Он закурил сигару, распахнул окно и сел в кресло-качалку. Майское солнце уже заходило, заливая серое пространство реки мягкими косыми лучами. Где-то прогудел пароход. Войны не было слышно.
“А если поплыть на пароходе? До Новосибирска? Там войны не будет. Доплыть, сесть на самолёт и полететь в Хабаровск. Денег нет. Продать эти цацки президента? Там золотые вставки. На билет хватит. Можно и жемчужину продать вообще-то…”
– Жалко!
Он выпустил кольцо дыма. И ещё одно. И ещё.
“Видел кофр с золотом. Держал в руке слиток. И выбросил”.
– Идиот!
В дверь постучали.
– Войдите! – Гарин закачался в кресле.
Вошёл толстомордый, остроносый, похожий на ежа Порфишка:
– Господин доктор, барыня просят вас отужинать с ними.
Гарин устало оттопырил губы:
– Голубчик, у меня после баньки что-то голова разболелась, я сегодня у себя посижу. Поблагодари барыню, извинись, а мне пришли рюмку водки, закусочки и стакан некрепкого чаю.

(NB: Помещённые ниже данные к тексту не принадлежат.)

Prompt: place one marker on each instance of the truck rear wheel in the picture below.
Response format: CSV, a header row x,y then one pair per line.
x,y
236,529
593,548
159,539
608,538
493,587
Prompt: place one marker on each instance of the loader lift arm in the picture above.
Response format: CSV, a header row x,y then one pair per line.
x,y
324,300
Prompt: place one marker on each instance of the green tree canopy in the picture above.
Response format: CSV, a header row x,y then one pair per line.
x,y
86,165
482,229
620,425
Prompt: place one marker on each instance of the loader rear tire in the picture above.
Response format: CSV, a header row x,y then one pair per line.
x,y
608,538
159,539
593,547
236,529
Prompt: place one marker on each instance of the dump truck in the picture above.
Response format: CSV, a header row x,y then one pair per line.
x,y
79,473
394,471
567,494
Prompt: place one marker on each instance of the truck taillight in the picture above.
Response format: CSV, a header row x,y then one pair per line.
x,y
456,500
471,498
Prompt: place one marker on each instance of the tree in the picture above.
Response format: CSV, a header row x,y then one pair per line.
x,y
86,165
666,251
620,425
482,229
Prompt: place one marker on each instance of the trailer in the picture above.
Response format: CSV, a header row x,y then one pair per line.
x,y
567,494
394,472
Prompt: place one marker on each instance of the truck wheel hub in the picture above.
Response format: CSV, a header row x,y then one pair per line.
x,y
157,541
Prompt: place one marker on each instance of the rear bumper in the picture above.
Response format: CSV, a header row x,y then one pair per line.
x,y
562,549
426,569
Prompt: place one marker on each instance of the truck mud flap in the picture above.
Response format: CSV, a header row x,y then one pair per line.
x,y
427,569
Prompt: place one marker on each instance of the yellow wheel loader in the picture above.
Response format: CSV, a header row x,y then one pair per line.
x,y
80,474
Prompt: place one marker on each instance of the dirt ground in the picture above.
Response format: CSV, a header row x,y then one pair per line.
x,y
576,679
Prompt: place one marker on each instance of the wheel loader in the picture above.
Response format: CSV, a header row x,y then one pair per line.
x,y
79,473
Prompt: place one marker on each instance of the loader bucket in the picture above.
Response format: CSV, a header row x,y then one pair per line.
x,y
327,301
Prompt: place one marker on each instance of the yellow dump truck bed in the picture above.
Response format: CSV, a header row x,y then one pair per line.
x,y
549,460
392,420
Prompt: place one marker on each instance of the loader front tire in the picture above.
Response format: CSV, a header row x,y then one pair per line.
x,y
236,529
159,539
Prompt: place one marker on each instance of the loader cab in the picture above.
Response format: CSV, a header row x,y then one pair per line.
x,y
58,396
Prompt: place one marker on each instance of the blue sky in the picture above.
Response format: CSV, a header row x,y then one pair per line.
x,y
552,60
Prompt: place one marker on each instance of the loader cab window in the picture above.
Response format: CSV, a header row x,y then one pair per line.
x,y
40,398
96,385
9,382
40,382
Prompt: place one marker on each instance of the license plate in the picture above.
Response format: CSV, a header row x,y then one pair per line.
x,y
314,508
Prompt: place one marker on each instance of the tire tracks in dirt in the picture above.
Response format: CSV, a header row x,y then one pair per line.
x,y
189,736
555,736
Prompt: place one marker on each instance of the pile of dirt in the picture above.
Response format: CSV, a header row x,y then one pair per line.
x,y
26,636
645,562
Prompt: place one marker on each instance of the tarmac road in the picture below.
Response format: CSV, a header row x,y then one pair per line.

Павлушка с поклоном вышел.
Вскоре Гарину принесли всё, что он заказал, и сверх того варенья, пирожков и блинов. Он выпил водки, с аппетитом закусил, выпил чаю и рано лёг спать. Ему приснился сон.
В дверь слабо, робко стучат, он просыпается, недовольно кричит: “Войдите!”, но никто не входит, а снова тихо стучат. Чертыхаясь, он идёт к двери, открывает её сам и видит в тёмном коридоре маленького, с ежа размером Порфишку. Тот держит обеими руками большую свечку.
– Барыня очень ждут вас на ужин, доктор! – пищит Порфишка.
Гарин нехотя идёт за ним по тёмным коридорам, освещаемым только свечой Порфишки, коридоры сужаются, сужаются так, что доктору приходится идти на четвереньках, а потом и ползти за крошечным Порфишкой, протискиваясь сквозь уменьшающиеся стены. Наконец впереди сияет свет, и доктор из узкого коридора вваливается в огромное пространство. Это столовая Матрёши, где он уже бывал, но она совсем в другом стиле, не в аляповатом купеческом, а в роскошном, мраморно-ампирном. Белые и розовые мраморные колонны воздымаются к светлому, расписанному мифологическими сюжетами потолку, сияют хрустальные люстры, огромный стол сервирован серебром, хрусталём и фарфором, за ним восседает Матрёша, да и вовсе это не Матрёша, а аристократическая великанша с Матрёшкиным лицом, в вечернем чёрном платье и чёрных длинных перчатках, с той самой сверхжемчужиной, висящей кулоном у неё на красивой шее.
– Bonsoir, monsieur le docteur![49]
– произносит она протяжно и чуть жеманно, протягивая ему руку.– Bonsoir, madame! – Он целует эту огромную длань в перчатке, пахнущую духами.
– Ждала я вас, ждала, да уж и проголодалась! – произносит она с интонацией Матрёшки и хохочет уж совсем по-простецки. – Эва! Да вы без порток! C'est charmant![50]